When I pulled this season's shallots out of the ground a couple of weeks ago, my first impression was that it was a great harvest. The actual bulbs weren't developed as fully as I would have liked, but some had started to put up flower stalks, and all of them were wilted and clearly at the end of their growing time. So I had to pull them out. I hoped, after drying and curing, they'd look more like they were supposed to - more round in the bulb, not quite as skinny.
I took them down from my curing shelf (the top of the chicken coop) and bundled them this weekend. And I have to say, I'm not thrilled. In fact I'm somewhat disappointed. Easily half of the shallots were mushy to the touch, not firm like they should be; I had to compost those. And the half that seemed firm enough to eat are still on the skinny side. Not the plump, full, firm bulbs I'm used to.
So what happened?
I planted three allium crops last October for harvest this spring. Crop #1, leeks, were planted in the North Garden, where there had been both cabbage and beans before that. If you remember, the bush beans succumbed to spider mites and we had only a brief harvest. After that I added compost, then transplanted cabbage into that bed along with clover. Both did well and the clover continued as a companion crop, all winter, to the leeks. Plus, when I planted the leeks, I added more compost to the bed. And the leeks were a great success. We didn't have a huge amount, nor were they very large in size, but they were delicious and perfectly formed. So, no problems there.
Crop #2, garlic - my usual favorite variety, 'Inchilium Red' - was put into a bed in the South Garden that had housed tomatoes up until garlic planting. I did not add compost at that time for some reason. I did sow clover along with the garlic. The garlic came up quite well and seemed to be doing great; the clover never germinated. The garlic stayed the same all through the winter. When the earth finally warmed and the sun came out, it didn't start growing again like I expected it to. I gave it fertilizer and mulch, but nothing much else happened in that bed. The harvest was meager; we got about 75% of what we expected, and all the bulbs were much smaller than usual. Some never formed cloves, just made one larger clove. I also noticed numerous black aphids on the green part of the plant. So, the garlic was an almost total fail. We do have some bulbs that are usable, but we will go through them very quickly.

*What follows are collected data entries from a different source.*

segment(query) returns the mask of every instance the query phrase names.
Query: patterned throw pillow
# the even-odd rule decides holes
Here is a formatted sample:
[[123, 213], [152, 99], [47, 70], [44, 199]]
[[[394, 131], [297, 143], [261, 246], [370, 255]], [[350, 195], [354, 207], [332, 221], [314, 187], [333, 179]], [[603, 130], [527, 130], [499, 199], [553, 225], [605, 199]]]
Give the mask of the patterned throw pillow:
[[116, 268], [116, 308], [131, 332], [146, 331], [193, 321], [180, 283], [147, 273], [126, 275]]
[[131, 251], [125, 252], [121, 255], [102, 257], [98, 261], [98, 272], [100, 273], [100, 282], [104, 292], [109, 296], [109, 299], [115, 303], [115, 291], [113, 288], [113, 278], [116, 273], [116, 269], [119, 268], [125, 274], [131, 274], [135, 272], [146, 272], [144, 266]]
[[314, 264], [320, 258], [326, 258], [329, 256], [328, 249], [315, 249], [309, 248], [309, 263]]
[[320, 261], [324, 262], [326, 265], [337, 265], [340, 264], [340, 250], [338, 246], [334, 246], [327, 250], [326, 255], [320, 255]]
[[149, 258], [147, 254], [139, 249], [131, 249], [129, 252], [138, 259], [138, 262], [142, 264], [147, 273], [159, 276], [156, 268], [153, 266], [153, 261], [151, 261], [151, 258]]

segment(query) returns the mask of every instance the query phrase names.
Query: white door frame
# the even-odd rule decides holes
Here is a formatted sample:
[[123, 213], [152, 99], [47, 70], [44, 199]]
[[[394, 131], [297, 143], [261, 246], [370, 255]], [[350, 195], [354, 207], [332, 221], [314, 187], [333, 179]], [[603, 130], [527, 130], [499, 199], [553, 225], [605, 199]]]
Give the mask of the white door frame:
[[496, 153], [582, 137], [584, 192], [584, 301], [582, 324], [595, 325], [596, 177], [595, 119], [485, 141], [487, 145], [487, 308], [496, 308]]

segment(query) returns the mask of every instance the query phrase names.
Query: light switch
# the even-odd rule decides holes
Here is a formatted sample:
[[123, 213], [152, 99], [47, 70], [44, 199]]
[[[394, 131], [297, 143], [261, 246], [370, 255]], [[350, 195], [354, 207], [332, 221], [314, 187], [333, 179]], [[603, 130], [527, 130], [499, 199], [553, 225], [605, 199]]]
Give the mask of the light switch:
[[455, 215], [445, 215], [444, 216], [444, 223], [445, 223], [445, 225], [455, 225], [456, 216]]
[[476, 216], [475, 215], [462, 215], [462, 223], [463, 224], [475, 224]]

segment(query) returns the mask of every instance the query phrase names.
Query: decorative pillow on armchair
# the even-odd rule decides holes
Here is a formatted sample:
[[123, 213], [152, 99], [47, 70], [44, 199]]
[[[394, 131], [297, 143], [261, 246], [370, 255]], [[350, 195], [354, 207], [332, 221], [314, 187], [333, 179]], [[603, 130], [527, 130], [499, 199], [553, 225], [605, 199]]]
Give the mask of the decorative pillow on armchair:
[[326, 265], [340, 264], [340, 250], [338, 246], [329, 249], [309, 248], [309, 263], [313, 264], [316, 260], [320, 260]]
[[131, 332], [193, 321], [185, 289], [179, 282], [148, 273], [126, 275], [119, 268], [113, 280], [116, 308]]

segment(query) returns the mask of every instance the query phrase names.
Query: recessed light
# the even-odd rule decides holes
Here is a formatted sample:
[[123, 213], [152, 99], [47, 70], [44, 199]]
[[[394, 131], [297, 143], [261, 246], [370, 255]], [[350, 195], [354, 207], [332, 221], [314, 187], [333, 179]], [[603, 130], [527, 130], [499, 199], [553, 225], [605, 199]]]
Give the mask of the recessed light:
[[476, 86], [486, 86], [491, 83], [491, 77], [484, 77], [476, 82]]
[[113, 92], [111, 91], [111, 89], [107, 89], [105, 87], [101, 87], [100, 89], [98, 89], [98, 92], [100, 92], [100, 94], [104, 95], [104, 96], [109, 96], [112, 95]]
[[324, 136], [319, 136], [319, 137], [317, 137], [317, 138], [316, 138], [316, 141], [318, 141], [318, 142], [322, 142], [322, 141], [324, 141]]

Crop #3, shallots - a new-to-us variety called 'Red' shallots - were put in a bed in the South Garden, which, like the garlic, had had tomatoes up until the day before. I do think I added compost to this bed. I seeded clover as well. Both the shallots and the clover grew wonderfully - an almost perfect growing season. But when I pulled out some clover that was about to go to seed, I noticed that space had been pretty tight in that bed; everything was really crowded. And, when I harvested the shallots, I also dislodged quite a few earwigs.
So. I've learned a few things. Always add compost after tomatoes!!!! (or how about always add compost period!) Tomatoes are heavy feeders and likely the soil was depleted. The clover, had it grown correctly in the garlic bed, would have helped add nitrogen, but still needed nitrogen to grow in the first place! The fact that it didn't germinate at all should have been a big red flag for me - I mean, clover isn't hard to grow. You people with lawns know what I'm talking about.
Also, I think some floating row cover over these crops would have helped. I didn't use any covers this winter as an experiment and I won't repeat that. Like everyone else in creation, we had a weird winter. In early February we had 80 degree weather. It only rained once between November and March. Then winter moved in and it rained all of March, hailed several times, and was around 25 degrees nearly every night. Row cover would have protected the crops from those extremes of weather.
Another thing - maybe it's best not to crowd alliums.
Another thing - maybe it's best to loosen the soil a little after tomatoes before adding the compost - just some broad-forking to assist with air exchange, no tilling or anything.
Well, live and learn. Hopefully next winter's crop will do better. Meanwhile, how lucky we are that we have grocery stores to supplement our harvests! If we had to rely on what we grew, we'd have some very bland meals without those alliums.
Now, on to some sunflowers.
I have three different kinds blooming right now, none of them very common, and I think all of them should be more used because they are my very favorites. All are from Renee's Garden.
This first is 'Sun Samba,' a variety which contains different sunflowers of different colors, so you get a variety, and some with very unexpected combinations. Isn't this one gorgeous, with it's tri-colored petals?
And this one is 'Cinnamon Sun.' I love its deep red petals and that inner ring of yellow which sets it all off.
And lastly, 'Chocolate Cherry,' with it's reddish-brown petals and inner ring of brighter red. You have to work to see this one in the garden, but what a reward when you do.
If you're tired of regular sunflowers, give these varieties a try - I think you'll love them!